ロンドンに、English National Balletの公演、Alice in Wonderlandを見に行ってきました。

「不思議の国のアリス」_c0105386_7141317.jpg今日は日帰りのロンドン。50分でロンドンに着きますから、便利なものです。友達と待ち合わせて、お昼は中華街で飲茶をいただきました。久しぶりの飲茶、おいしかったです。食べ過ぎで眠くなるのを防ぐため、しばらくコヴェントガーデン周辺を歩き回って、目的地、London Coliseumに向かいます。ナショナル・ポートレイト・ギャラリーのお向かいにある大きなホール、今の演目は「不思議の国のアリス」。バレエで「アリス」なんて聞いたことがなかったので、とても楽しみにしていました。きっと英国のモダン・バレエだろうと思っていたら、何と楽曲はチャイコフスキー。?が頭を飛び回っていましたが、席に着いてプログラムを広げてようやく納得。チャイコがもともと「アリス」のために曲付けをしたわけではなく、バレエにアレンジする際に、チャイコの曲を使ったということでした。マチネのせいもあり、精一杯着飾った子供たちもたくさん来ていました。きっと未来のバレリーナを夢見ているのでしょうね。ほとんど女の子たちで、可愛らしかったです。

「不思議の国のアリス」_c0105386_7145885.jpg最近ロンドンのあちこちで宣伝されているのは、冒頭に出した、このかわいらしいアリスのポスター。私たちがイメージするアリスの通り、ブルーの服に白のエプロン、そして金髪のアリスです。バレエですから台詞はなく、舞台装置も驚くほど派手なものはありませんでしたが、よく知られた物語だけあって、かなりヴィジュアル的にもイメージ通りの舞台が作り上げられていました。ほとんどのキャラクターがきちんと着ぐるみを着て、美しく踊りあげるのには、さすが!と思いました。内容としては、バレエとして初演されたのが1953年ですから、クラシックバレエ的な美しさと、モダンなダンスパフォーマンスがバランス良く組み合わされていて、素敵な舞台でした。また舞台照明の色遣いとハイライトの当て方がとてもうまくて、ダンサーの動きに、例えば緑色の照明が組み合わされることで、「ああ、彼はイモムシだ」とすぐに分かるように作り上げられています。(イモムシさんのパフォーマンスが最高に美しい動きでした♪)夢の中なのでナンセンスな部分を舞台の上で視覚化するのは難しいと思いますが、良くできた演出だったと思います。

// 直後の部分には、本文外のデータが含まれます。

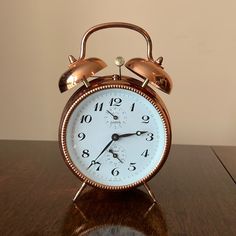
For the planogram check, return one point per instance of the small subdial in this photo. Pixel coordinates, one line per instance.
(115, 117)
(116, 154)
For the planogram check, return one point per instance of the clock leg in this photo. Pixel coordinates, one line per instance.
(83, 186)
(151, 194)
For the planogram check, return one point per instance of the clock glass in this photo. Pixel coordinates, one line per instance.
(115, 137)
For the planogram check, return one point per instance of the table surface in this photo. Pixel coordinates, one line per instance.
(195, 190)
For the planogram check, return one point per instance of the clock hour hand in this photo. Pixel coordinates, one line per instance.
(115, 155)
(114, 116)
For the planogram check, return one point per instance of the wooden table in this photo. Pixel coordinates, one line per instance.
(195, 189)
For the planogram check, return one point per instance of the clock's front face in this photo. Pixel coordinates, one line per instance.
(115, 137)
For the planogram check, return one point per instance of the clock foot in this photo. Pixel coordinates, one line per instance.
(151, 194)
(83, 186)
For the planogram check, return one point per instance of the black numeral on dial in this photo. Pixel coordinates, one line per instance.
(86, 119)
(115, 172)
(145, 153)
(132, 107)
(85, 153)
(81, 136)
(115, 102)
(150, 136)
(98, 107)
(132, 167)
(145, 119)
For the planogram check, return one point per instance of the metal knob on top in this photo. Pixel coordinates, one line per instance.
(148, 69)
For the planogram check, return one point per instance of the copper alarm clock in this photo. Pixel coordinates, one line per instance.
(115, 131)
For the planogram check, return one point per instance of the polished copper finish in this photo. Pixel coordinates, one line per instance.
(79, 71)
(116, 25)
(104, 83)
(148, 69)
(152, 72)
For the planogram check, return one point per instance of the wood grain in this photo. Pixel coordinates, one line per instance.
(227, 156)
(196, 196)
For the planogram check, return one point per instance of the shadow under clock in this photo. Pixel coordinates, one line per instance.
(99, 213)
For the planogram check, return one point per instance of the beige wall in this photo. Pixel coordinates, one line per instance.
(196, 38)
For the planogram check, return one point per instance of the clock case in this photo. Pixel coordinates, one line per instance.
(81, 72)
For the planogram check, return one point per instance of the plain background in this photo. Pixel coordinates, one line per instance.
(196, 38)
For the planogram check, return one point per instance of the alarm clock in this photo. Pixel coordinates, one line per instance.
(115, 131)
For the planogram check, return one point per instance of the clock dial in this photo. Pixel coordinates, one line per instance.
(115, 137)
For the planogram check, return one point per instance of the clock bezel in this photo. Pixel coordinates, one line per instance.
(104, 83)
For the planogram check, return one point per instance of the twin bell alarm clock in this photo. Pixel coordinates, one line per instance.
(115, 131)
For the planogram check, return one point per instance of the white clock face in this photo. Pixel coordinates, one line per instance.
(115, 137)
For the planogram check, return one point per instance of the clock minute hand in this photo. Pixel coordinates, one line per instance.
(104, 149)
(138, 133)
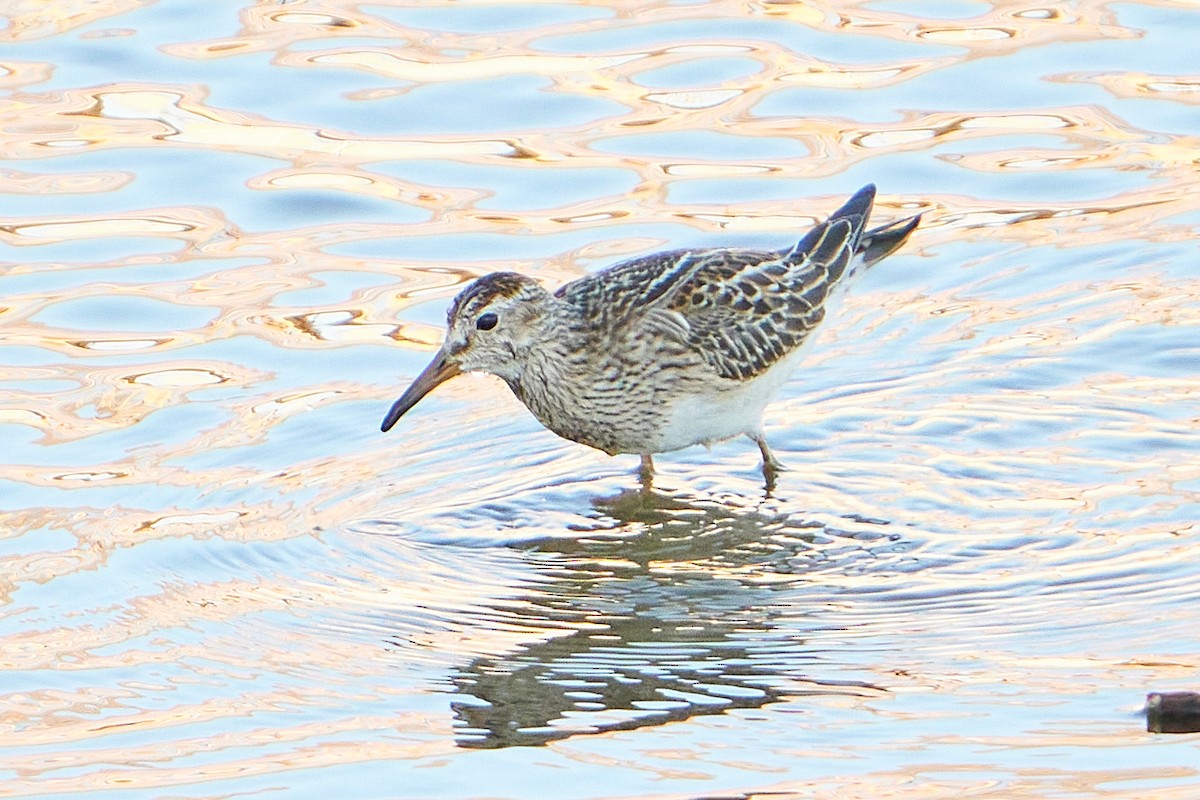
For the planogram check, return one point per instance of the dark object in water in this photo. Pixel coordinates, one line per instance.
(1173, 711)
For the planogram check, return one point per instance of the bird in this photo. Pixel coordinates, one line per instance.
(665, 350)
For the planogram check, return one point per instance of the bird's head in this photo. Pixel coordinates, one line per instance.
(489, 326)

ただ一つ違和感があったのは、とてもとても美しい舞台だったこと。バレエですから、本当にすべての動きが美しく、どんなに奇妙な生き物の衣装を付けていても、いったん踊り出すととても美しいのです。バレエとしては、だから、素晴らしかったのですが、原作のグロテスクな部分が出ていなかったのが少し残念でした。アリスは何と言っても、「言葉」が重要な物語だと思うのです。その意味で、身体ですべてを表現することに、もちろん素晴らしい芸術表現ではありましたが、アリスの物語としては少し違和感を感じました。ただ、アリスの物語は、よく知られているように、キャロル自身が挿絵をつけて最初に書きましたし、出版の際にもジョン・テニエルとしつこく協議してテニエルの挿絵をつけて出版しました。その絵も物語と同じくとても重要な「本の一部」だし、その意味ではヴィジュアルもとても大事な部分なのですよね。そしてテニエルの挿絵のグロテスクさもある程度は表現されている舞台ではあったのですけれど・・・やっぱり美しかったです。

バレエを嫌ったルイス・キャロルは、さて、この素敵な舞台をどう思ったでしょうか。